Sydney’s 8.5% quarterly house price rise largest in three decades

Data also shows large upswings in other Australian capitals, and outside major cities, fuelled by record-low interest rates

Sydney’s property market has recorded its largest quarterly increase in almost three decades, with the median cost of a house in the emerald city now a staggering $1.31m.

New housing data from property website Domain shows house prices surged by 10% across the capital cities in the past year, led by a staggering 19.5% increase in the nation’s capital, Canberra, and double-digit surges in Hobart, Adelaide and Sydney.

Fuelled by record-low interest rates and a surge in mortgage lending, house prices in Australia have exploded during the Covid-19 pandemic.

Sydney’s 8.5% quarterly increase is the largest since Domain began keeping records in 1993 and pushed the city’s median house price from $1.21m in December to a new record of $1.31m in March.

Other capital cities also recorded large upswings during the quarter: Melbourne saw a 4.8% increase, while Darwin was up 9.1% and Hobart climbed 7.6%. Brisbane had the slowest growth in house prices across the quarter with a 1.7% increase.

Growth was not restricted to the cities – Bulli, in Wollongong south of Sydney, recorded a massive 34.1% annual increase to take the median house price to $1.2m. In Byron Bay, on the NSW north coast, the annual change was 31.2%.

The eye-watering prices have prompted predictions that financial regulators may step in to place restrictions on lending – as happened previously when the housing market was hot.

In March, ANZ economists predicted regulators could step in by the second half of the year to curb lending in a bid to stop the market from overheating. To date though, the Reserve Bank and Australian Prudential Regulation Authority have remained on the sidelines.

The Apra chair, Wayne Byres, cautioned in March the financial regulator did not have a mandate to target house prices, or housing affordability, and there did “not seem cause for immediate alarm”.

Speaking at the 2021 AFR Banking Summit in Sydney, Byres did say however that the regulator was watching household debt levels.

“We are alert to signs that very low interest rates and rising housing prices create a dynamic in which households seek to take on even higher debt levels, and that banks searching for credit growth seek to accommodate that demand through greater risk taking,” he said.

Unlike the last major price surge in 2015, when Apra stepped in to tighten lending to investors, much of the surge in 2021 is being driven by owner-occupiers.

Domain’s senior research analyst Nicola Powell said owner-occupiers had been “the driving force behind Sydney’s swift price leap thanks to ultra-low home loan rates, government incentives and high household savings”.

“Strong buyer demand for houses means properties are not on the market long, and this has depleted overall supply to a multi-year low,” she said.

But Powell expected to see the increases ease in the coming quarter.

“The rate of quarterly growth is likely to ease because the gains we’ve seen over March are very rare for Sydney. Over 8%, that’s only happened twice before,” she said.

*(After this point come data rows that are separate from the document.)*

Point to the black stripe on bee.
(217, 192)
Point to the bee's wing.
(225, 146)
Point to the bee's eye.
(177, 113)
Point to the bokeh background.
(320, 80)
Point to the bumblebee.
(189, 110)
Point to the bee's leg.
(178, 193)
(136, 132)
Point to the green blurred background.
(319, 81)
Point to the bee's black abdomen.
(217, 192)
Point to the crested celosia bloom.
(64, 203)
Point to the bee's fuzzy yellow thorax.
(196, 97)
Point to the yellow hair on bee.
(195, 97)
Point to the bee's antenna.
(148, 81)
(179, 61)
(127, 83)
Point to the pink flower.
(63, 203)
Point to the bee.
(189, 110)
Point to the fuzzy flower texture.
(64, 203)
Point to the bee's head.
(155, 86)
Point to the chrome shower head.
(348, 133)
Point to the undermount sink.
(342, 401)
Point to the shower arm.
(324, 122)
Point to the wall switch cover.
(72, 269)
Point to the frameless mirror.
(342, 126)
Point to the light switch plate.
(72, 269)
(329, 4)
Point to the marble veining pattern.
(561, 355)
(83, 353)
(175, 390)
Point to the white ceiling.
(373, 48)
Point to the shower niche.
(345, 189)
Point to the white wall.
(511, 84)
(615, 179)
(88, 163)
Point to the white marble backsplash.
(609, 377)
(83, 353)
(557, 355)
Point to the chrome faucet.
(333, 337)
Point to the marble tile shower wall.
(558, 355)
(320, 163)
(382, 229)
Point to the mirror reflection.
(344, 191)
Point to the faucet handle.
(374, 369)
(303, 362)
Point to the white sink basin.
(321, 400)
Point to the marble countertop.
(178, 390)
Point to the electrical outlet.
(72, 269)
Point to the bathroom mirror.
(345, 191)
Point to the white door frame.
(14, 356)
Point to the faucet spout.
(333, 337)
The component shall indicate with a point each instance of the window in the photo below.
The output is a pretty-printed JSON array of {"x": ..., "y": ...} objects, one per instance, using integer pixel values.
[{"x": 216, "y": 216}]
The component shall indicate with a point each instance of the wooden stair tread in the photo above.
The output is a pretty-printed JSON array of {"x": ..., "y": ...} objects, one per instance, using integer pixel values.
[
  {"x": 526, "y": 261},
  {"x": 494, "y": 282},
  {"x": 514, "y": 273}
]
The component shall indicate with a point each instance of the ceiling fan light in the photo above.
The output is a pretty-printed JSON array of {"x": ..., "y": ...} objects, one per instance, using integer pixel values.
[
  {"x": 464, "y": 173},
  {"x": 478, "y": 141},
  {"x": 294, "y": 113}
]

“What we’re likely to see is two things. One is that affordability will become an issue and that in itself will slow down demand from first home buyers saving for a deposit under rapidly rising prices.

“But as well I think you will see more new listings in the market because sellers will be lured by the record prices.”

In Canberra, a 9.7% March quarter increase saw the median house price go above $900,000 for the first time. Powell said such a significant surge in the capital was “extremely rare”.

“Another quarter at the same percentage growth rate would push house prices above $1m,” she said.

“That said, this rapid growth is likely to be the peak quarterly rate and not sustained in following quarters at such ferocity. This level of quarterly growth is normally the output of an entire year and is extremely rare for Canberra to experience in one single quarter.”

Powell said the increase was partly down to “a lack of houses for sale at a time of strong demand”. The auction clearance rate in Canberra reached 89% in March, the highest on record, and has been above 80% for the past two months in a row.

“Record-low interest rates, high household savings, low stock volumes and incentives are fuelling a strong housing market performance,” she said.

Powell said Melbourne’s median house prices would likely crack the $1m mark in the next quarter.

“Last year, Melbourne’s housing market recorded uneven price rises that were concentrated in middle and outer suburbs,” she said. “Increases are now being recorded across most of Melbourne. Of particular note, houses in the inner east are now leading quarterly growth.”

Apartment prices have not seen similar growth. During the March quarter, the median unit price in Sydney increased by 2.2%, which is up only 0.2% for the year.

In Canberra, Hobart and Brisbane unit prices actually went backwards, including by 5% in the nation’s capital. However, nationally unit prices are just above the previous peak reached in mid-2017 at $584,340.